The newest superhero movie isn’t especially good, but it is part of a good development: superhero movies either underperforming or straight-up bombing at the box office. Something that seemed all but unthinkable even a year or two ago — one or more of the various cinematic universes folding in on themselves like a collapsing star — now seems, if not exactly likely in the near future, as inevitable as the eventual heat death of the universe. What I will say for The Flash is that it made me care about Superman in a way I literally never have before, largely thanks to the performance of Sasha Calle as the woefully underused Supergirl.
Kara Zor-El doesn’t appear until the end of the second act and is given little to do beyond overcome her antipathy toward mankind after a single act of kindness, but she has a presence that neither her somehow-not-imprisoned co-star nor most other latter-day superheroes can match. Little about the maximalist approach of the multiverse era of storytelling we find ourselves in actually leaves you wanting more, but Calle proves the exception to the rule. (Heaven help me, I wouldn’t even mind seeing her in a standalone movie.) That, along with the latest ghoulish, computer-generated cameo from beyond the grave, inspired me to finally watch the 1978 Superman starring Christopher Reeve as the Man of Steel.

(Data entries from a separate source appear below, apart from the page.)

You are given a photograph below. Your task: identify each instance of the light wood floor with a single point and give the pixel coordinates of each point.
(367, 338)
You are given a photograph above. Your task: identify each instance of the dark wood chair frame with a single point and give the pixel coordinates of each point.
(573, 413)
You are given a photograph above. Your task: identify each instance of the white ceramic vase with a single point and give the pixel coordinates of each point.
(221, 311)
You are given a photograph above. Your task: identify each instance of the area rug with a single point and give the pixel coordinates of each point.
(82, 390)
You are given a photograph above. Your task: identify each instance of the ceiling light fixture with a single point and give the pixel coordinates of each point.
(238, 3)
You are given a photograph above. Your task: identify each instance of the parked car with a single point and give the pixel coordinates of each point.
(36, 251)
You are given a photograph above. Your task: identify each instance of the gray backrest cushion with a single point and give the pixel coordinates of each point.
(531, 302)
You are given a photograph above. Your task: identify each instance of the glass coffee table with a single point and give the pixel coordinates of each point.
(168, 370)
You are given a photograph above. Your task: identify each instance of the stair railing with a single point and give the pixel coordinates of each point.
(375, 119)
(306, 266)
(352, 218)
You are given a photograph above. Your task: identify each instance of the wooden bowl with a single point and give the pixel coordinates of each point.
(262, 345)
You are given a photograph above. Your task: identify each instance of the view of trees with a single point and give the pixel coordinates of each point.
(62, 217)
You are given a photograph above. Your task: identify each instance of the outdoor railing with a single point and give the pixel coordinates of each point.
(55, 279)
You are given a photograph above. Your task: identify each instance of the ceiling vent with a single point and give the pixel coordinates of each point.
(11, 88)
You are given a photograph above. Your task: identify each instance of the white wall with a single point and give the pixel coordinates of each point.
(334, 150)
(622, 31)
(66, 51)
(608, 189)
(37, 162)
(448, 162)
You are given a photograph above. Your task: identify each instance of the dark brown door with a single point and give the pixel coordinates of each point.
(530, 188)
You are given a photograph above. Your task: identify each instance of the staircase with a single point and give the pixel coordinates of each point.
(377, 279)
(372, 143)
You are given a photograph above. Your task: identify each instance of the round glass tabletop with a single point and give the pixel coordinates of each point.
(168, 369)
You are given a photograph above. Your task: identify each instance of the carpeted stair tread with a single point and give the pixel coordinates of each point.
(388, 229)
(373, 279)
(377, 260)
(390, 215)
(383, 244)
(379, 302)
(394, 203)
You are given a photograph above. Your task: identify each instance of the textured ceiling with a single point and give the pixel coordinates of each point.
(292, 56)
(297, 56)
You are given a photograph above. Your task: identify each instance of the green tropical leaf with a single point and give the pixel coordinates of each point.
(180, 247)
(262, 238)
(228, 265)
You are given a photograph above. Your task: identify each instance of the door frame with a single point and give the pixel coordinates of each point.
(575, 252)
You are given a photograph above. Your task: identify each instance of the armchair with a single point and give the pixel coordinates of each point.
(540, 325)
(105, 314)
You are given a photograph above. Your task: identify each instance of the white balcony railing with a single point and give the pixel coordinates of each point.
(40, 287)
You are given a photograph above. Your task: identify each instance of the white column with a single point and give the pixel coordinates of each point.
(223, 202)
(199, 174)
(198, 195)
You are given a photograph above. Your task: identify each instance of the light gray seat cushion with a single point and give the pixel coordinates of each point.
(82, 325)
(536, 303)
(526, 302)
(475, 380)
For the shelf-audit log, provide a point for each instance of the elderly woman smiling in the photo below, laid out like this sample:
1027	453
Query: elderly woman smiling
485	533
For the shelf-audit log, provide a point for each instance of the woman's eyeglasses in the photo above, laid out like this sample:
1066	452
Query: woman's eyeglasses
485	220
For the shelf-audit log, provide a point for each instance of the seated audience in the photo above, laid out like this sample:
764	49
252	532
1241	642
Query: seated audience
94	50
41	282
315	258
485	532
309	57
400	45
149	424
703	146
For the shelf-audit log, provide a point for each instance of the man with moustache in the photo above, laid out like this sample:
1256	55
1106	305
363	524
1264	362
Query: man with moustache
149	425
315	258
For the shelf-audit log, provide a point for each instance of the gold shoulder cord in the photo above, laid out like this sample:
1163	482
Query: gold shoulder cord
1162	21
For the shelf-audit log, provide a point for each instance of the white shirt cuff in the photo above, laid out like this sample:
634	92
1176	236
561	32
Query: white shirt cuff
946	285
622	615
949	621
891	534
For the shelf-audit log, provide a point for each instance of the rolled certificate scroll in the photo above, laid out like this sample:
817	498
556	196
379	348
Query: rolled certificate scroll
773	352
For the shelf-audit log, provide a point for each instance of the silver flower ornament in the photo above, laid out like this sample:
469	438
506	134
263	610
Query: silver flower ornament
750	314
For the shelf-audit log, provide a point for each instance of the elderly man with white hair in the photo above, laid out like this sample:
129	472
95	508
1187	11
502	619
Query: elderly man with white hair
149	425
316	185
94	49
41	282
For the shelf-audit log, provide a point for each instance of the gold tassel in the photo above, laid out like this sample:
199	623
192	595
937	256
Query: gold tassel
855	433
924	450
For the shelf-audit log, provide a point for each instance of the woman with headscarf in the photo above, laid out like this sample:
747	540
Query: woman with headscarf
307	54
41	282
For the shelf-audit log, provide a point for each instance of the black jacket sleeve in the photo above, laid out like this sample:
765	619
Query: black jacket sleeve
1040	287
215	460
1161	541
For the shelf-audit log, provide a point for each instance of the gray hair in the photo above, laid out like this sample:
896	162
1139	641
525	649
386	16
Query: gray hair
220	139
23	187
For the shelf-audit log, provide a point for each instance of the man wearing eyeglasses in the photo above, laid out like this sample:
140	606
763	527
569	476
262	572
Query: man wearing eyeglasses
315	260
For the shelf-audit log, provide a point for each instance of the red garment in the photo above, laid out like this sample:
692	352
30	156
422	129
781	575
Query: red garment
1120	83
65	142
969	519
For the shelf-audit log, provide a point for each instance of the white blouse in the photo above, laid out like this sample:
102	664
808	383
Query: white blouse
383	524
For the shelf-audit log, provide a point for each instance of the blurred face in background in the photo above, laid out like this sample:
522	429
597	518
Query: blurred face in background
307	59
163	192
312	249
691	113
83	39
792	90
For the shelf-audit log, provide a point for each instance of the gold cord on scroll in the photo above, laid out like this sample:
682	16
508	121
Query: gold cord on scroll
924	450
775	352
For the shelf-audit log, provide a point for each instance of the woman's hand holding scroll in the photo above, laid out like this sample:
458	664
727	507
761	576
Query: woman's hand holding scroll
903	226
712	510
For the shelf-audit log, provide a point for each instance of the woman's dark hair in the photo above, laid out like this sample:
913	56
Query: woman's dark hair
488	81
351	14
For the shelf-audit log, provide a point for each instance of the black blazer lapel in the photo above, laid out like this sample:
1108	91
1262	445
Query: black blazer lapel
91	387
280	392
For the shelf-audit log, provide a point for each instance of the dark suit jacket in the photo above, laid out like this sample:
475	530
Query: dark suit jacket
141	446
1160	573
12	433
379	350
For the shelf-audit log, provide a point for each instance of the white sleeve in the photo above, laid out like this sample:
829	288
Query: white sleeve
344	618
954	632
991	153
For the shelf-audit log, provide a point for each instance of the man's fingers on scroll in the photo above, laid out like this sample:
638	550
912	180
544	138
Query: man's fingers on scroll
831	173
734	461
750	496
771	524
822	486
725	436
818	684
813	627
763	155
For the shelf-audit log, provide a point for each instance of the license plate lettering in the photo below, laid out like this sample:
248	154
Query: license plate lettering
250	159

Directed by Richard Donner, who helmed The Omen two years earlier and moved on to the Lethal Weapon franchise after being unceremoniously let go from Superman II, it’s one of those movies you can feel occupying a bygone era as you watch it. Superman’s power comes both from its relative simplicity (can you imagine a contemporary comic-book movie being marketed with a poster reading “You’ll believe a man can fly”?) as well as how elemental it feels. Overlong prologue notwithstanding — and even that justifies its existence by featuring a post-Godfather and -Last Tango in Paris Marlon Brando as Jor-El — nothing about it feels inessential. Its influence on every movie of its kind that’s come since is immediately apparent, as is the fact that few of them have had as nonpareil a leading man as Reeve.
His embodiment of Kal-El/Clark Kent-Superman seamlessly blends otherworldly power with all-American wholesomeness in a way that’s far more appealing than it would have been had anyone else played him, including the many other actors who have. And while my expectations for the much-maligned Superman III and Superman IV: The Quest for Peace are not high, by which I mean I’m sure they’re terrible, I plan on watching them over the coming days solely to get the full experience of Reeve’s take on the character. (Also because I’m a mildly neurotic completist who doesn’t like watching part of a series without finishing it, but mostly the first thing.) Watching him in the first two films made me understand why there are so many Superman references in Seinfeld and why people are excited for this franchise to continue in some capacity.
I kept thinking how far these movies have strayed from what made them special in the first place: not the multiverse or an endless procession of good guys and bad guys to keep track of but the awe that comes from watching someone who represents the best of us perform heroic deeds. (Seriously, there aren’t nearly enough sequences where the hero in question rescues a cat from a tree or a baby from a burning building anymore.) These movies have become victims of their own success, stacking things ever higher and more perilously, and it’s all going to come toppling down eventually.
Your favorite version of a superhero is almost always the one you grew up with, and while there are surely countless articles comparing the relative merits of Michael Keaton and Christian Bale or Tobey Maguire and Tom Holland, it’s hard to imagine a similar debate taking place over Superman.